3. Rank Compute the tiered composite ranking for every service in the log group. rank_services_by_priority
4. Build Overview first, then services in priority order. For each: fetch existing version, assemble JSON, judge, iterate on revise, publish. grafana_get_dashboard_by_uid, judge_dashboard_quality, grafana_update_dashboard
5. Prune Delete any cwagent-* dashboard not in the new top set. Overview and incidents auto-preserved. prune_dashboards_to_top_set

No hardcoded "primary" log group: the agent works with whichever log group the user names (or asks if ambiguous). The canonical-5 invariant assumes the log group has service + level fields; otherwise the agent falls back to an adapted structure (per-@logStream or per-error-pattern) and tells the user.

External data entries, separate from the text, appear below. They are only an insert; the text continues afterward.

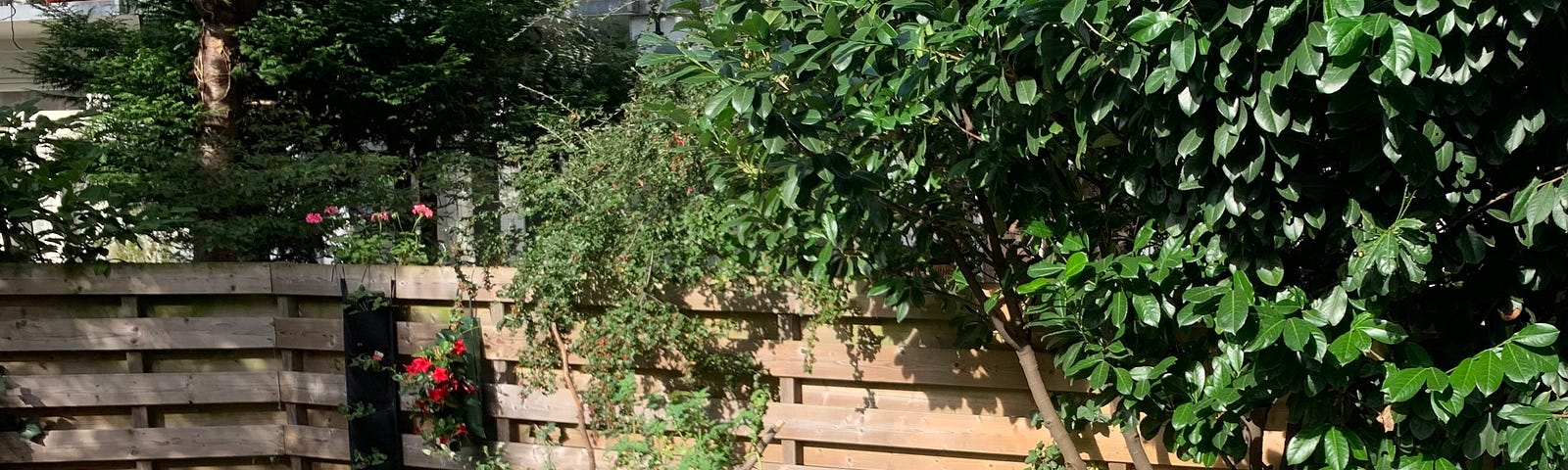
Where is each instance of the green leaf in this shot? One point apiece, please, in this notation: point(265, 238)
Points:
point(1337, 448)
point(1238, 15)
point(1149, 309)
point(1350, 345)
point(1303, 446)
point(1026, 91)
point(789, 190)
point(1523, 414)
point(1189, 143)
point(1482, 372)
point(1184, 51)
point(1199, 295)
point(1541, 206)
point(1118, 309)
point(1333, 306)
point(1403, 384)
point(1536, 334)
point(1400, 49)
point(720, 101)
point(1523, 439)
point(1150, 25)
point(1346, 7)
point(1073, 12)
point(1346, 38)
point(1335, 77)
point(1298, 333)
point(1233, 310)
point(1074, 265)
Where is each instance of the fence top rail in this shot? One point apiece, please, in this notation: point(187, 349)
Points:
point(399, 282)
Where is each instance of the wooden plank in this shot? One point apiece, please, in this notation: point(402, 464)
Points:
point(323, 279)
point(137, 334)
point(311, 334)
point(86, 446)
point(898, 365)
point(885, 459)
point(519, 403)
point(783, 359)
point(922, 399)
point(137, 279)
point(298, 388)
point(1001, 436)
point(333, 446)
point(138, 389)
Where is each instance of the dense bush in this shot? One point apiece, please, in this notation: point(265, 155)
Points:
point(1201, 209)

3.4 Overview dashboard content contract

The overview must be dense enough to answer "is everything OK right now, and which service is worst?" without clicking into any service dashboard. Minimum panel set (24-column grid):

Row y h Panels
1 — headline stats 0 4 total events · total ERRORs · overall error rate % · count of critical-tier services
2 — cross-service trends 4 8 request volume by service (stacked, top-4) · ERROR count by service (stacked, top-4)
3 — health signals 12 8 p99 latency by service (top-4) · log level distribution (ERROR/WARN/INFO stacked)
4 — drill-in tables 20 8 top 10 error messages · recent 50 ERROR events

Every panel uses queryMode: "Logs", the chosen log group, time.from from get_data_window, and bin(5m) for time-series stats over a 60-minute data window.

3.5 Dashboard tag scheme

Three tags per dashboard, in this order:

Position Value Purpose
1 cloudwatch-agent (always) Identifies every agent-owned dashboard.
2 overview or the lowercase service name Scope.
3 One of error-warning-info / error-warning / warning-info / error-info / error / warning / info Which log levels appear in the dashboard's data. Computed at build time from the ranking output.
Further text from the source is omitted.